On to list the great qualities that R. Yohanan ben Zacai possessed are: "He knew the speech of the birds,.. and even ... and the great thing and the small thing."

The Gemara brings down that Hillel had a certain number of disciples. The greatest was Yonatan ben Uziel. The least was R Yohanan ben Zazai. And it goes on to list the great qualities that  R. Yohanan ben Zacai possessed. "He knew the speech of the birds,.. and even ... and the great thing and the small thing." [דבר גדול ודבר קטן]." Then the Gemara asks what is "the great thing"? The work of the Divine Chariot and the work of Creation. What is the "small thing"? The discussion of Abyee and Rava. [And that later is a major content of the two Talmuds.]
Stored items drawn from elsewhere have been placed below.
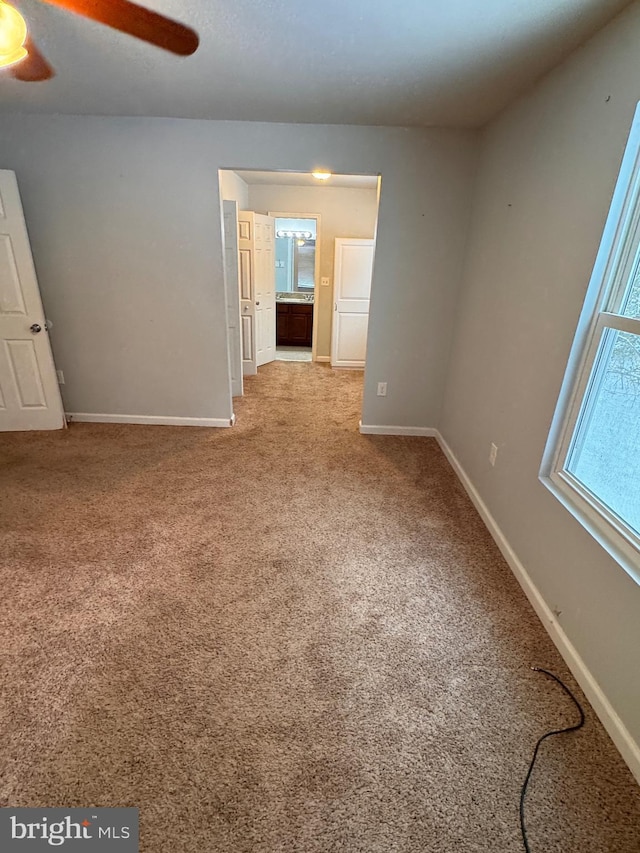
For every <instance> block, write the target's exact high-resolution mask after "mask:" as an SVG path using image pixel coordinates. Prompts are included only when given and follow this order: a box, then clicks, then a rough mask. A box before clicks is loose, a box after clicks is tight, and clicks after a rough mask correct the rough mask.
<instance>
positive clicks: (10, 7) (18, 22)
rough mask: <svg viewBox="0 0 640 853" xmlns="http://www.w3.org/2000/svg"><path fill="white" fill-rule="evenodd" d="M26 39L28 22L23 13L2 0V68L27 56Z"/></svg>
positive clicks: (1, 11)
mask: <svg viewBox="0 0 640 853" xmlns="http://www.w3.org/2000/svg"><path fill="white" fill-rule="evenodd" d="M26 39H27V24H26V22H25V20H24V18H23V17H22V15H21V14H20V12H18V10H17V9H14V8H13V6H10V5H9V4H8V3H5V2H4V0H0V68H6V67H7V65H14V64H15V63H16V62H19V61H20V60H21V59H24V58H25V56H27V51H26V50H25V48H24V43H25V41H26Z"/></svg>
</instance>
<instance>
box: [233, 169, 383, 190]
mask: <svg viewBox="0 0 640 853" xmlns="http://www.w3.org/2000/svg"><path fill="white" fill-rule="evenodd" d="M236 175H239V176H240V177H241V178H242V180H243V181H244V182H245V183H247V184H249V185H252V184H269V185H271V186H279V187H282V186H285V187H342V188H348V189H360V190H363V189H376V187H377V186H378V178H377V177H376V176H375V175H332V176H331V177H330V178H329V180H328V181H319V180H317V178H314V177H313V175H311V174H309V173H308V172H258V171H254V170H245V169H242V170H240V169H236Z"/></svg>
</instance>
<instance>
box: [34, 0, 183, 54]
mask: <svg viewBox="0 0 640 853" xmlns="http://www.w3.org/2000/svg"><path fill="white" fill-rule="evenodd" d="M44 2H45V3H48V4H49V5H50V6H59V7H60V8H61V9H67V10H68V11H69V12H75V13H76V14H77V15H83V16H84V17H85V18H91V20H93V21H99V23H101V24H106V26H108V27H112V28H113V29H115V30H120V32H123V33H128V34H129V35H132V36H135V37H136V38H139V39H142V40H143V41H147V42H150V43H151V44H154V45H156V46H157V47H161V48H162V49H163V50H169V51H171V53H177V54H178V55H179V56H190V55H191V54H192V53H194V52H195V51H196V49H197V47H198V44H199V43H200V39H199V37H198V34H197V33H196V32H195V31H194V30H192V29H191V28H190V27H186V26H185V25H184V24H180V23H178V21H173V20H172V19H171V18H167V17H165V16H164V15H161V14H160V13H159V12H152V11H151V10H150V9H145V8H144V6H138V4H137V3H131V2H130V0H44Z"/></svg>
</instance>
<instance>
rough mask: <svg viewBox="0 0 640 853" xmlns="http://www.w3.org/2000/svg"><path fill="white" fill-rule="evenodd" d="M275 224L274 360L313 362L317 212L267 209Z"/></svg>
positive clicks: (319, 246) (316, 268)
mask: <svg viewBox="0 0 640 853" xmlns="http://www.w3.org/2000/svg"><path fill="white" fill-rule="evenodd" d="M269 216H272V217H273V219H274V223H275V228H274V231H275V265H276V361H313V360H314V359H315V354H316V353H315V350H316V347H315V339H316V328H317V311H316V310H315V297H316V287H317V285H318V274H319V270H320V251H319V248H320V214H317V213H288V212H282V211H272V210H270V211H269Z"/></svg>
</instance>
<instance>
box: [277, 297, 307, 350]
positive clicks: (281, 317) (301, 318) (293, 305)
mask: <svg viewBox="0 0 640 853" xmlns="http://www.w3.org/2000/svg"><path fill="white" fill-rule="evenodd" d="M276 323H277V326H276V344H279V345H281V346H289V347H295V346H301V347H310V346H311V336H312V333H313V304H312V303H310V302H276Z"/></svg>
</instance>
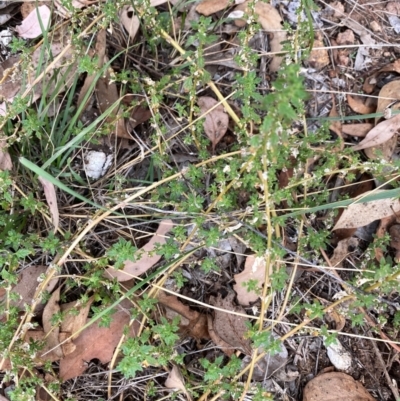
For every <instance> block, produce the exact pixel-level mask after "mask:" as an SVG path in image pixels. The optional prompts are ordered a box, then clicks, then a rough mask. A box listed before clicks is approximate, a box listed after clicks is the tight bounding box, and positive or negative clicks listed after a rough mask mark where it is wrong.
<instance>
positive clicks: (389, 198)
mask: <svg viewBox="0 0 400 401" xmlns="http://www.w3.org/2000/svg"><path fill="white" fill-rule="evenodd" d="M371 192H372V193H375V194H377V193H382V192H384V190H379V191H371ZM368 194H369V192H366V193H365V195H368ZM363 196H364V195H362V196H361V197H360V198H359V199H362V197H363ZM355 200H356V199H355ZM399 212H400V201H399V200H398V199H390V198H389V199H379V200H376V201H372V202H363V203H354V204H352V205H350V206H348V207H347V208H346V209H345V210H344V212H343V213H342V215H341V216H340V218H339V220H338V221H337V223H336V224H335V227H333V230H337V229H338V228H358V227H362V226H366V225H367V224H369V223H372V222H373V221H375V220H380V219H382V218H384V217H389V216H391V215H393V214H395V213H399Z"/></svg>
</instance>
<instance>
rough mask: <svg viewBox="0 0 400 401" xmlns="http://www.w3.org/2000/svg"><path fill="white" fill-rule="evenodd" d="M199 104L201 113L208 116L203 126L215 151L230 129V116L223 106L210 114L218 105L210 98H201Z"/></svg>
mask: <svg viewBox="0 0 400 401" xmlns="http://www.w3.org/2000/svg"><path fill="white" fill-rule="evenodd" d="M197 103H198V105H199V107H200V111H201V113H202V114H206V116H205V121H204V125H203V126H204V131H205V133H206V135H207V136H208V138H209V139H210V141H211V144H212V148H213V150H215V146H216V145H217V143H218V142H219V141H220V140H221V139H222V137H223V136H224V135H225V133H226V131H227V129H228V124H229V117H228V114H227V113H226V112H225V109H224V106H222V104H220V105H218V106H217V107H215V108H214V109H213V110H211V111H210V112H208V111H209V110H210V109H212V108H213V107H214V106H215V105H216V104H217V103H218V102H217V101H216V100H215V99H213V98H212V97H210V96H202V97H199V99H198V100H197Z"/></svg>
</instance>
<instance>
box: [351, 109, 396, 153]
mask: <svg viewBox="0 0 400 401" xmlns="http://www.w3.org/2000/svg"><path fill="white" fill-rule="evenodd" d="M399 128H400V114H397V115H395V116H394V117H392V118H390V119H389V120H385V121H382V122H381V123H379V124H378V125H376V126H375V127H374V128H373V129H372V130H371V131H370V132H368V134H367V136H366V137H365V138H364V139H363V140H362V141H361V142H360V143H359V144H358V145H356V146H354V147H353V150H362V149H366V148H372V147H376V146H378V145H381V144H383V143H385V142H387V141H388V140H390V139H391V138H393V136H394V135H395V134H396V133H397V131H398V130H399Z"/></svg>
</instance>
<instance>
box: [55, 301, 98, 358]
mask: <svg viewBox="0 0 400 401" xmlns="http://www.w3.org/2000/svg"><path fill="white" fill-rule="evenodd" d="M93 299H94V297H90V298H89V300H88V301H87V302H86V303H85V304H84V305H82V304H81V303H80V302H77V301H74V302H69V303H67V304H62V305H61V312H62V313H63V320H62V322H61V326H60V334H59V342H60V343H61V347H62V351H63V353H64V355H69V354H71V353H72V352H74V351H75V349H76V345H75V344H74V343H73V340H74V339H76V338H77V337H78V336H79V334H80V333H78V331H79V330H80V329H81V328H82V327H83V326H84V325H85V323H86V321H87V316H88V314H89V311H90V306H91V305H92V302H93ZM72 310H73V311H74V313H71V311H72ZM76 312H77V313H76ZM77 333H78V334H77Z"/></svg>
In The Guide for the Perplexed, Maimonides [the Rambam] explains the "Work of Creation" is what was known to the ancient  Greeks as "Physics" and the "Work of the Divine Chariot" is what was known to the ancient Greeks as "Metaphysics."

[So neither refers to any kind of mysticism.]

So, we learn that there is some aspect of these two disciplines that help to bring a person to human perfection more readily than learning Gemara. That is not however meant to diminish the importance of learning Gemara. Rather that Gemara is the first step up the ladder. [The Rambam states this clearly at the end of the first four chapters of the Mishna Torah. That is,-- even though Physics and Metaphysics are greater, still one first must learn "the forbidden and the allowed."


[The way I see this is that there is an area of value in Gemara ("numinous value"),-- but that area of value can easily be subverted. For an example the more powerful an energy source, the more careful one has to be. A mistake in handling an electric battery would not cause the same kind of damage as the mishandling of a nuclear reactor. And since Gemara  and learning Torah is in this area of numinous value, a mishandling of it, causes untold damage. We can see this clearly in the religious world. Something is clearly off there.

[Rav Nahman of Breslov says [LeM II:91] the importance of combing the wisdom of Torah with the lower wisdoms of this world and by that all the judgments are sweetened.]